Opening was Billy Lowther, who is one of my favourite acts. He not only is an eye catching presence, but he has a rock solid set that he delivers in a grandiose style. Tonight he was demonstrating a set that contained quite a lot of new material and it was as finely honed and crafted as anything I’ve seen him do – gym was superb. Within three minutes Lowther received his first round of applause and he continued getting them throughout his set. Not only were the individual jokes strong, but they were well constructed, too, with toppers and just enough of a pause to ensure that they hit home as hard as they could. It was lovely hearing people still laughing at the jokes long after they’d been told. This was a smashing set.
 
 
 
We resumed after the intermission with Jed Salisbury whom I last saw a few years ago at a horrible charity gig in Lincoln. Salisbury was originally down to do a ten spot, but owing to various issues he ended up doing a twenty and he didn’t look out of place in the least. There was no feeling of his set being a ten padded out to twenty, or a first rate ten followed by a slightly patchy ten: instead it was consistently good all the way through and I’m surprised that I’m not seeing him getting more opening spots. Jed hit the room like a ball of energy, making a big entrance and getting everyone shouting, building up no end of atmosphere and all before he even touched the mic. As the second Hull based act of the night, I did have a slight concern that material based on Hull had already been ticked off on the list, but Salisbury has gigged with Lowther enough to be aware of this and so he took his set in a different direction.
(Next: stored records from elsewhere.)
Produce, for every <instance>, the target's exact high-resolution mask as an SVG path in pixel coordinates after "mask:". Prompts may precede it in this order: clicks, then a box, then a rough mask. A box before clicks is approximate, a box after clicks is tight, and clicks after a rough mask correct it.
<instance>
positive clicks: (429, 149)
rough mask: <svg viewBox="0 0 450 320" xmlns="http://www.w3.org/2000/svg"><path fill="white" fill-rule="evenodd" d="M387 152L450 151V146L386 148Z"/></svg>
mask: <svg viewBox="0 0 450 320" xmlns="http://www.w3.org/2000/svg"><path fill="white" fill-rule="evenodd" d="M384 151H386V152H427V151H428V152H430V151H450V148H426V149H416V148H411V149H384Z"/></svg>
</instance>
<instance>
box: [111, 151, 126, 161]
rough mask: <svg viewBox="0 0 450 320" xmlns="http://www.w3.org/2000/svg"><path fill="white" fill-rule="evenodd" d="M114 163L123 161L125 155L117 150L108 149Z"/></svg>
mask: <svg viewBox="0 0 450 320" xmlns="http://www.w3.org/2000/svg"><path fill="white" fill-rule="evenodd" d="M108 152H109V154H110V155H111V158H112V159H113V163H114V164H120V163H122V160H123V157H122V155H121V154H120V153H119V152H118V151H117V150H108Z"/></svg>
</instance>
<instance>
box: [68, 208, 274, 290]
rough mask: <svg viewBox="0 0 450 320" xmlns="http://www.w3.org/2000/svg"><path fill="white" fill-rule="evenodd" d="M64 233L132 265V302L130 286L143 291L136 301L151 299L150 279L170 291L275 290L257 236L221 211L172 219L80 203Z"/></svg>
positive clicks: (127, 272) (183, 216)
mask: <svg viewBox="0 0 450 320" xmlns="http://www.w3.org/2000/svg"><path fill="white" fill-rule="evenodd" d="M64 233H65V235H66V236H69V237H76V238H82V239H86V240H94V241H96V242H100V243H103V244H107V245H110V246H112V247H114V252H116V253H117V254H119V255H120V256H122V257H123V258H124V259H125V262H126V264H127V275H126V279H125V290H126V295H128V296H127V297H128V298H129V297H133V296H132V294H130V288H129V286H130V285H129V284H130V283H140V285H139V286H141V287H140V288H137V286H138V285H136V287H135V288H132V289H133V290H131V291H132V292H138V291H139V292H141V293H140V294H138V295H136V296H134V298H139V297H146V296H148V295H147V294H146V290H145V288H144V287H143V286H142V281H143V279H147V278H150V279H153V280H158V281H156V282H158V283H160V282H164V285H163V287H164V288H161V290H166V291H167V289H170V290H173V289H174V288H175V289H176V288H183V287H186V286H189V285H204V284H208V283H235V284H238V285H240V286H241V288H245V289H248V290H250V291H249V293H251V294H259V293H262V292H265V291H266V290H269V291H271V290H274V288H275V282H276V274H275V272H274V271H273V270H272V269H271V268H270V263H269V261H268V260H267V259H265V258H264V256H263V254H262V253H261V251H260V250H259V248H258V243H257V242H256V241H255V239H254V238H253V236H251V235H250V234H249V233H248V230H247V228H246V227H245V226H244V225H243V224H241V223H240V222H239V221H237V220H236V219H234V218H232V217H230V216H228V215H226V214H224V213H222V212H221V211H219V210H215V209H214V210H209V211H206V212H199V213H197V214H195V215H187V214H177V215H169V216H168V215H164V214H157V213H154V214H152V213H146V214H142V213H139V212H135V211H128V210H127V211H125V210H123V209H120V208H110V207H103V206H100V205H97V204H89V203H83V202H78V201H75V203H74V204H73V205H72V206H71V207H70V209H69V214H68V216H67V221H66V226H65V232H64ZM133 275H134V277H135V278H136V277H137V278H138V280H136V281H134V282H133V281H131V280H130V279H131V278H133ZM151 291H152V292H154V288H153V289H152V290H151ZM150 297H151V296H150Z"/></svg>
This was just as well, because both of them have the same build and dress not too dissimilarly (a fact that was alluded to later in the set when it came to parentage) and so if they had anything that was similar in the way of jokes, it would be even harder to pull off. The Brighthouse material was nicely contemporary and without coming close to losing the humour, also probably educational. The Jesus material was clever and I thoroughly enjoyed the big ending. This was a very good set from an act who has really come on well since I last saw him.
 
 
Silky
 
Closing was Silky, an act that I’d not seen before. To begin with the tech was plagued by an attack of gremlins, but rather than have a strop, prevaricate or restart, Silky just ad-libbed his way through it and simply put this was glorious. He gave an incredibly strong impression of being 2 steps ahead of everyone in the room. Silky has that combination of spotting what is occurring, thinking up a line whilst noticing it and the comic ability to bring this together to create mirth; something not easily mastered. There was a courting couple whose inhibitions had loosened, which when mixed with a total inability to whisper in any way which wouldn’t be heard 2 miles away could have made things awkward, but it was handled beautifully. Silky suggested that they go somewhere else and begin work on conception, which brought the house down and this was followed up by some lovely jokes which worked the oracle in getting them to pay attention without being harsh or losing anyone. This was a set with a lot of room work and this gave the performance a huge feel of being laid on especially for that audience and it was a very powerful to experience. It was hard to spot what was an ad-libbed line and what was actually material modified slightly to account for the room. I’ve seen acts hold audiences through the fear of being spoken to, but with Silky, he held the room through respect for his art and a shared interest in what he was doing. The set was ended by three songs and I’m not that huge a fan of musical comedy, but even so, it was as pleasure to watch him at work. This was a magnificent set from a comedian who is absolutely razor sharp.